Much the same way front porches connect a house to the streetscape, decks establish a bridge between the indoors and the outdoor, natural environment. Decks add value and living area to a house by creating outdoor “rooms” that host activities from grilling to sunning, reading and entertaining, to gardening.
"Families are living outside now," says Michael Beaudry, executive vice president of the North American Deck and Railing Association in Meridian, Idaho. "There are so many wonderful things you can do, that people just want to add on."
This multi-level deck features curved overlooks and railings, planters, and transitional stairs.
Multi-level decks link a series of outdoor areas via stairs and landings. They can range from simple two-platform affairs to complex, cascading structures extending from an upper story, wrapping around part of the house, flowing down to a sloping yard, or leading to a landscaped ground-level or walk-out-basement patio. Some even have a cozy porch or four-season outdoor room tucked underneath.
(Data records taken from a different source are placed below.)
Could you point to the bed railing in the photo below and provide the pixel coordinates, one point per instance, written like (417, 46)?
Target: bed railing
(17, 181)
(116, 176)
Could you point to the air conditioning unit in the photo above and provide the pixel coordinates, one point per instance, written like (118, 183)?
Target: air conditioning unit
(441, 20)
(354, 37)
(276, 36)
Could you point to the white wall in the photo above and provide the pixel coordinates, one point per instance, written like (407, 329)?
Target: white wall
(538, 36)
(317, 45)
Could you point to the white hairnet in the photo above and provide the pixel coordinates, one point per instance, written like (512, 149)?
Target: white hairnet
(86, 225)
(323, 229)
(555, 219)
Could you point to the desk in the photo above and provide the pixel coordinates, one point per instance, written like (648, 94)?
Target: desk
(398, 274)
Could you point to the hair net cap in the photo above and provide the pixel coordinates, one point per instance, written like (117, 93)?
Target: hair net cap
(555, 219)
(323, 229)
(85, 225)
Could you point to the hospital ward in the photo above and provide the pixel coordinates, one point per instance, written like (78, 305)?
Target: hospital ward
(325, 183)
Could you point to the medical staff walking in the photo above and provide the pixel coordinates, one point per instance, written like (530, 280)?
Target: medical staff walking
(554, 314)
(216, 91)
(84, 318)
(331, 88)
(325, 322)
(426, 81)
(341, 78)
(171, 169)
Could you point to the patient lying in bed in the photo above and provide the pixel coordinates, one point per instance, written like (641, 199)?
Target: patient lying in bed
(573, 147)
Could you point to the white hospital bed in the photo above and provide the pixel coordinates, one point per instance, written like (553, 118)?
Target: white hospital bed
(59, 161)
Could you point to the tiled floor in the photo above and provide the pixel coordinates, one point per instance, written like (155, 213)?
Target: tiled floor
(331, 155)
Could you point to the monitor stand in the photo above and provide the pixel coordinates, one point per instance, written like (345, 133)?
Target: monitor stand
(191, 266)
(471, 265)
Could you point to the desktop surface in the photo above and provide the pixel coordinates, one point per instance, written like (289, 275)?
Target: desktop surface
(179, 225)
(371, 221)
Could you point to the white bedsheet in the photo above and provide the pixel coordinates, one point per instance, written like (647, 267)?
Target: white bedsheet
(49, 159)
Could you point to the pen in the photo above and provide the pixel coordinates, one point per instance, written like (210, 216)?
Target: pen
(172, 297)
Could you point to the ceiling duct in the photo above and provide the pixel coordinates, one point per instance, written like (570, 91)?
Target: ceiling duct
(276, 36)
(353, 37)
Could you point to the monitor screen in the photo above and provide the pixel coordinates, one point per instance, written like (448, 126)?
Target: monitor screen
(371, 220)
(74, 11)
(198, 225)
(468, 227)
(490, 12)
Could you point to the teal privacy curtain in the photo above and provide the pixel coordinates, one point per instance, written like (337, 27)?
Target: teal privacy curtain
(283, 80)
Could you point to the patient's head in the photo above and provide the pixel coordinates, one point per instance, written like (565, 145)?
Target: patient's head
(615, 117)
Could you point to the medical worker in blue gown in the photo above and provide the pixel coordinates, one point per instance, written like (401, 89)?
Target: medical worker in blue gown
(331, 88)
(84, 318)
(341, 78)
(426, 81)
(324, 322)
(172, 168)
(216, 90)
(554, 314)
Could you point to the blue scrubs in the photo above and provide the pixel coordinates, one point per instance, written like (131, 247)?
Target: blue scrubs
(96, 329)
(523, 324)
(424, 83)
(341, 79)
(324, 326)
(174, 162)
Pros and Cons A multi-level deck can be a good option for a house built on a sloping lot or hill. The multiple levels or terraces provide an alternative to the standard large, uniform platform with steep stairs down to grade. Multiple levels break up the number of steps needed to reach the ground, creating smaller rooms or landings.
A multi-level deck can be designed with graceful curves or angles to blend in with the most unruly topography, and be built around landscape features like boulders and trees to become an integral part of the yard rather than the means to get there.
There are drawbacks to multi-level decks, mostly because they must be fairly large. A large deck takes up more space, requires more maintenance, and costs more to build. The trade-off can come with less lawn maintenance and landscaping.
Les Moretti, owner of Smart Choice Decks in Doylestown, Pa., says it’s not practical to consider a multi-level deck for an overall space less than 500 square feet because when you divide it up into platforms each will be too small to be useful. "Any time you’re below 500 square feet and you’re breaking it into levels, you’re taking away the functionality of it," he says.